Однако затраты на разработку, скорее всего, будут еще ниже, поскольку нам не придется заходить настолько далеко и заниматься биоинженерным преобразованием реальных коров для доставки продукции в роботизированные доильные сараи. Мы уже можем строить системы ферментации, содержащие синтетические бактерии. Последние потребляют сложное органическое сырье и производят ценные и превосходящие нефтепродукты химические вещества. И мы видим надвигающееся будущее автономных роботов, перемещающихся на колесах или с помощью ног. Сочетание этих технологий полностью преобразует способ управления ресурсами и организацию производства.
Привет, коровборг
Представьте себе оснащенных модулями биообработки роботов, которые медленно бродят по лугам или восстановленным высокогорным пастбищам, потребляя различные растительные корма, перерабатывая их в самые разные продукты от топлива и химикатов до фармацевтических препаратов, а затем доставляя их на пункты сбора.

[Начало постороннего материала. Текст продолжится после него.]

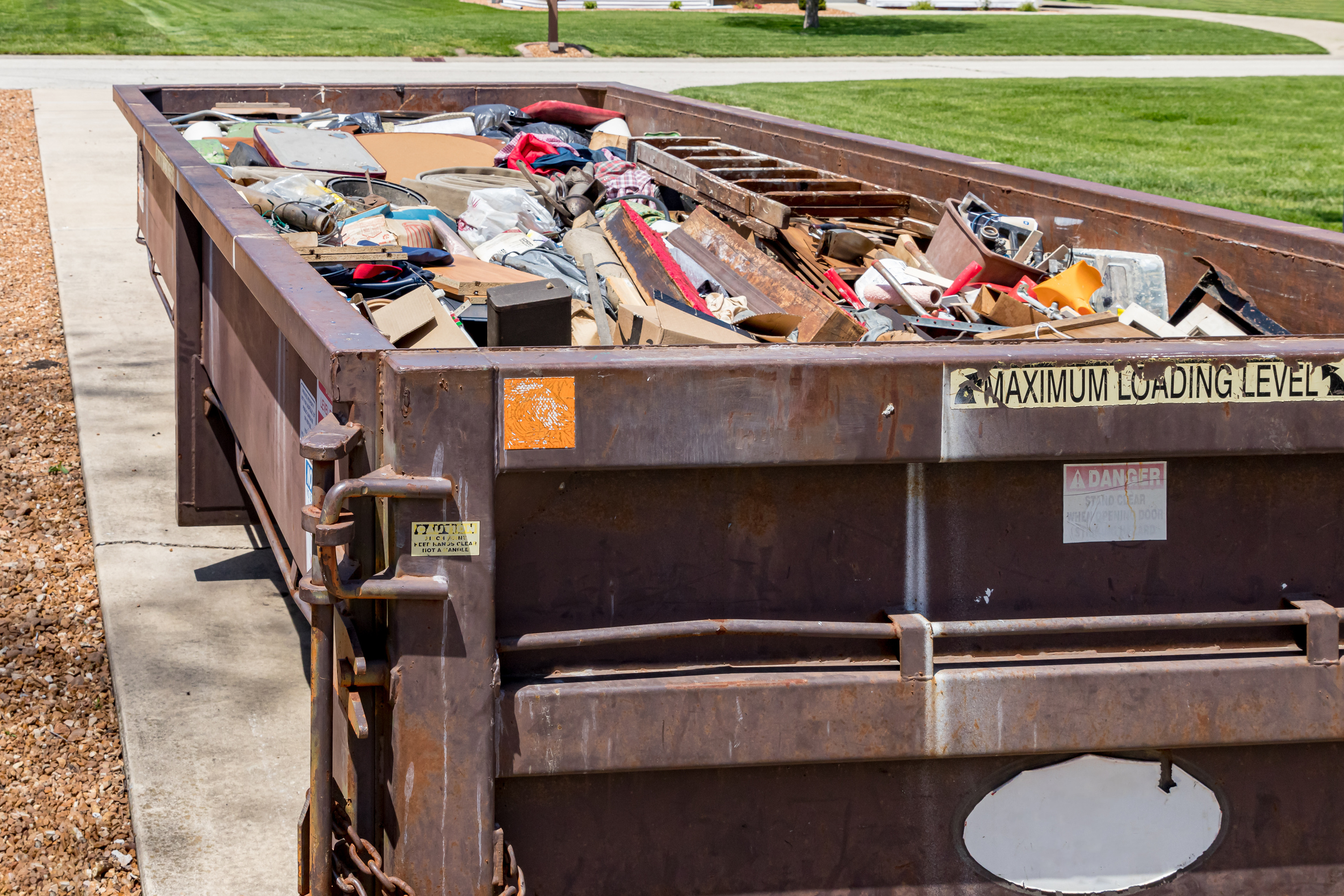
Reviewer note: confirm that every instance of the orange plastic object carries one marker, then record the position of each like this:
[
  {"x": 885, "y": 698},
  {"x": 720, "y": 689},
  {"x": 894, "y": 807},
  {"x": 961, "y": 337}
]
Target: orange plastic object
[{"x": 1072, "y": 288}]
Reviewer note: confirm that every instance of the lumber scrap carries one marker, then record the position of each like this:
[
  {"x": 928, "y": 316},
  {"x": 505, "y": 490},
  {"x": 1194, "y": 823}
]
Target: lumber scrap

Роботы могут выглядеть как коровы или просто как нынешнее автоматизированное спутниковое оборудование для сбора урожая, дополненное бродильными резервуарами. Эти гибридные «коровборги» — в сущности мобильные мини-пивзаводы — будут автономно распределенными платформами биотехнологического производства.
Какой бы ни стала окончательная форма этих созданий, мы будем использовать биологические компоненты, роботов или цифровые компьютеры там, где каждый вид лучше всего соответствует обстановке. Самое главное не в том, что пределы биологии будут расширяться за счет компьютеризации, а в том, что у обеих технологий, вследствие их влияния друг на друга, появятся новые направления.
Если это звучит как фантастика, вспомните, что в этой книге говорится о событиях, которые могут произойти в течение более трех грядущих десятилетий. Поскольку преимущества биотехнологий уже породили массовый спрос, а барьеры на пути к их реализации резко снизились, через 30 лет стоит ожидать, что экономика будет в значительной степени опираться на гибридные устройства, сочетающие в себе искусственно созданные биотические и абиотические части.
Трудно предугадать, как именно будут выглядеть и что конкретно будут делать построенные в будущем артефакты. Но при взгляде вперед важно понимать: ограничения прошлого, не говоря о настоящем, исчезнут. Будущее будет определяться биологией не в том виде, в каком мы ее находим сегодня, а в том, который мы выстроим завтра.
Примечание
Я хотел бы поблагодарить Рика Вебринга, Сару Келлер, Эрика Карлсона, Спенсера Адлера и Стивена Олдрича за плодотворные беседы и сложные вопросы.